The Book of Psalms

David was the spiritual heir of the Prophet Samuel. In the chain of Tradition, beginning with Moses at Mount Sinai,

David was the sixth, as follows: Moses, Joshua, Pinehas, Eli, Samuel, David. David was to his people not merely a king of unsurpassed valor, but the spiritual leader as well. He had surrounded himself with the greatest and wisest spiritual leaders of his time, namely, Mephibosheth, Ahitophel, Ira the Jairite, Benaiah the son of Jehoiada, the prophet Nathan, and the seer Gad. They formed the Highest Court of Israel (Sanhedrin) under the presidency of King David.

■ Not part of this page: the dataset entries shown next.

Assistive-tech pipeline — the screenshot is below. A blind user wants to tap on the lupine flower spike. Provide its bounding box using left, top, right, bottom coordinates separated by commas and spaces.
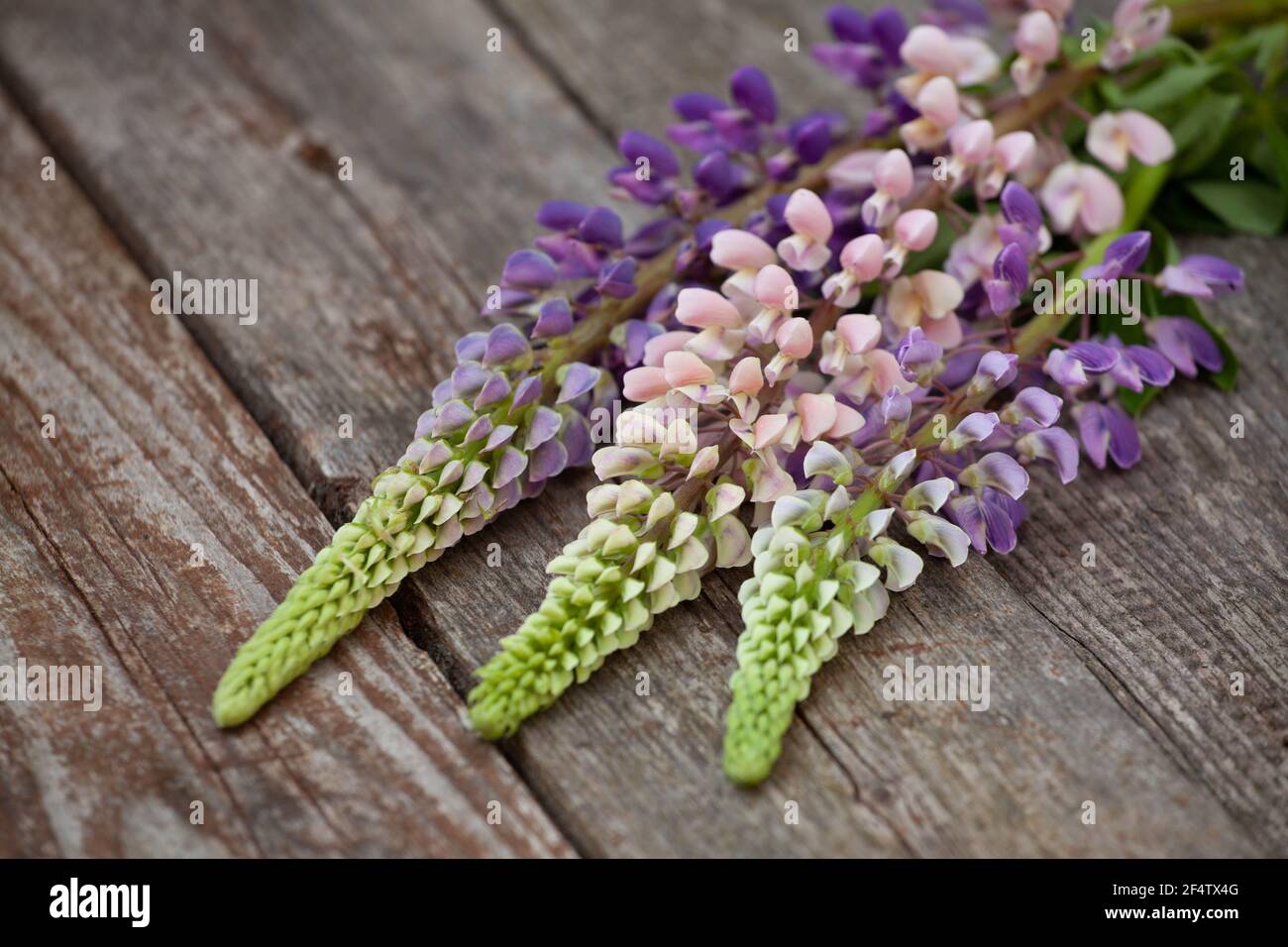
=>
215, 0, 1270, 784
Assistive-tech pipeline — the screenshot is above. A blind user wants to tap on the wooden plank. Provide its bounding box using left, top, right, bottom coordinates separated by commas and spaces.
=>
997, 237, 1288, 856
496, 0, 855, 142
0, 4, 903, 854
483, 0, 1288, 854
4, 0, 633, 515
0, 99, 572, 857
0, 0, 1277, 854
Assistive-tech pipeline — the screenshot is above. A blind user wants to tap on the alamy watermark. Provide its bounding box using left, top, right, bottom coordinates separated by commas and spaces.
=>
49, 878, 152, 927
881, 657, 992, 710
0, 657, 103, 714
152, 269, 259, 326
1033, 269, 1140, 326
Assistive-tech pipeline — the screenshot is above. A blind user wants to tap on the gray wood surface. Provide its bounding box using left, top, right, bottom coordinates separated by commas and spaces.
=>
0, 90, 571, 857
0, 0, 1288, 856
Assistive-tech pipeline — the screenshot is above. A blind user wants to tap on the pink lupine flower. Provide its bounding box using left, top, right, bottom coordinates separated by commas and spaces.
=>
765, 316, 814, 385
1012, 10, 1060, 95
1029, 0, 1073, 17
747, 263, 800, 344
796, 391, 836, 442
944, 214, 1002, 286
664, 352, 716, 388
818, 313, 912, 399
827, 149, 886, 191
885, 209, 939, 279
886, 269, 963, 348
675, 286, 742, 329
862, 149, 913, 227
644, 331, 698, 366
795, 391, 863, 442
1087, 110, 1176, 171
729, 356, 765, 421
896, 23, 999, 100
711, 228, 778, 318
774, 317, 814, 359
622, 366, 671, 403
899, 76, 961, 152
778, 188, 832, 271
1042, 161, 1124, 233
975, 132, 1037, 201
711, 228, 778, 270
823, 233, 886, 309
729, 356, 765, 397
751, 414, 790, 451
948, 119, 993, 187
1100, 0, 1172, 71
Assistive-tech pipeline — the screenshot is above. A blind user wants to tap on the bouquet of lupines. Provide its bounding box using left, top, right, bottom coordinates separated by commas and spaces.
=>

David's life was a sacred one, consecrated to G‑d and to his people. It was not so much by his valor and courage that he won the hearts of his people, as by the saintliness of his character, so touchingly expressed in his Book of Psalms, which is perhaps the most popular of all the books of the Bible. For simple poetic genius, for pathos, sweetness, and heartfelt piety, the Book of Psalms is unique.

The Psalms of David comprise every phase of his life. In the history of David, his exile, persecution, struggles, and eventual triumph, the Jewish people, collectively and individually, find a faithful prototype of their own life. No wonder the Book of Psalms had throughout the ages served as a boundless source of inspiration, courage, and hope.

The Passing of David

David passed away on the Sabbath which coincided with the festival of Shavuot, in the year 2924 (837 years before the Common Era). His reign lasted for forty years, (2884-2924); the first seven years he reigned in Hebron over the tribe of Judah, and the remaining thirty-three years he reigned in Jerusalem over all Israel. For six months, however, he was in exile during the revolt of Absalom.

To the Jewish people, King David is not dead. His memory lives on forever in his Book of Psalms and in the Messianic hope of Israel. For, as our Prophets have promised us, Messiah will be a descendant of David, King of Israel.